This is a very mixed walk, across fields, through woodlands and sunken tracks and lanes. It is essential to have waterproof footwear, as for about 20m you have to walk along a shallow stream at one point. Good boots are OK - it doesn’t need to be wellies.
- Park in the Beaufort Arms car park, Monkswood. There is no landlord to ask permission from at the moment (October 2015).
- Leaving the car park, turn down Glascoed Lane. Walk along the lane, bearing left over the Berthon Brook, and then up and over the disused railway line.
- Take a track on your left to Bryn Farm. Walk straight through the farmyard, then through the gate and follow the slight track keeping the wood on your left-hand side. When you reach the top of the wood stop for a breather, and turn around to take in the view.
- Follow the hedge-line to a stile, and into the next field, and carry more or less straight on towards the house on the horizon. The views are even better from here - you can see from Twm Barlwm via the Folly and Blorenge to the Sugar Loaf. On your left is the boundary fence (covered in warnings) to Glascoed Ordnance Factory, and at the corner of the fence is an elevated pillbox.
- When you reach the gate turn left into the lane, and after about 200m right again into Cwm Road. Follow the lane past the turn to Upper Farm to a wooden footpath sign, pointing you to the left through a field gate.
- Go through or over this gate across the field to a second field gate, then down to the left to the far corner, where a stile takes you back onto the lane.
- Follow the lane down to your right, then right again at the cross-roads.
- After about 100m you follow a track to your left (this is well before the telephone box). Follow the track for around 300m, then turn uphill to the left, following the fence-line. Follow this path until you reach the lane. This area is common land, called Jenny’s Bushes.
- Turn Right on the lane, and follow it until you reach Pergoed Lane on your left. Follow this lane straight down. It reaches a house , carry straight on past the house, through a gate and follow the sunken track in front of you.
- Carry on down the track until it crosses a small stream and comes out on a bend in a lane. Turn down the lane to the left, to a gate leading to Glascoed Fach Farm. Take the footpath signed Little Mill to the right of the farm gate.
- Very soon the path turns into a stream for about 20m. It is shallow, with a good firm bottom but care must be taken, particularly after heavy rain. The path emerges from the right hand side of the stream. Follow it past a couple of houses and back to a lane.
- Turn sharp left down the lane, and follow the signs to Hill House and Hill Barn. When you get to them bear left onto a path alongside the boundary fence. (Avoid the path further to the left, which is very heavily eroded.)
- Follow the path downwards until it opens out to a track which bears round to the right, with a sign saying ‘Private Land’. At this point look for a gate ahead and to your left, and take it to cross the disused railway - complete with rusty tracks.
- From the stile on the far side of the railway go slightly right across the next field to a gate and stile to the left of the sheep-pens. Go through and across the field to the next stile, which takes you onto Glascoed Lane again. Turn left and follow it back over the Berthon Brook and back to the Beaufort Arms.

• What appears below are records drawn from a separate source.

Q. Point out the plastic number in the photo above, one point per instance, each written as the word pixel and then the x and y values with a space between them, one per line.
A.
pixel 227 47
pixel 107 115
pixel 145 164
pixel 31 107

The main point of interest is the one you don’t see - ROF Glascoed - today BAE Systems Munitions Glascoed, but known locally as ‘The Dump’. The site is well hidden by the topography of the valley, and can only be viewed from outside from a few points. Built between February 1938 and April 1940, it reached full production in 1942-43.
This walk crosses the factory’s own branch railway, which had 17 miles of railway in total, bringing 13,000 of its total of 20,000 workers to work each day.
The Folly Tower which can be seen from this walk was demolished at the start of the war, as it was believed to be a marker for Luftwaffe bombers to find the ROF, and not rebuilt until 1994. The Factory was bombed twice. Once by a lone bomber which killed one worker and injured several others - but believed they were bombing Filton airfield.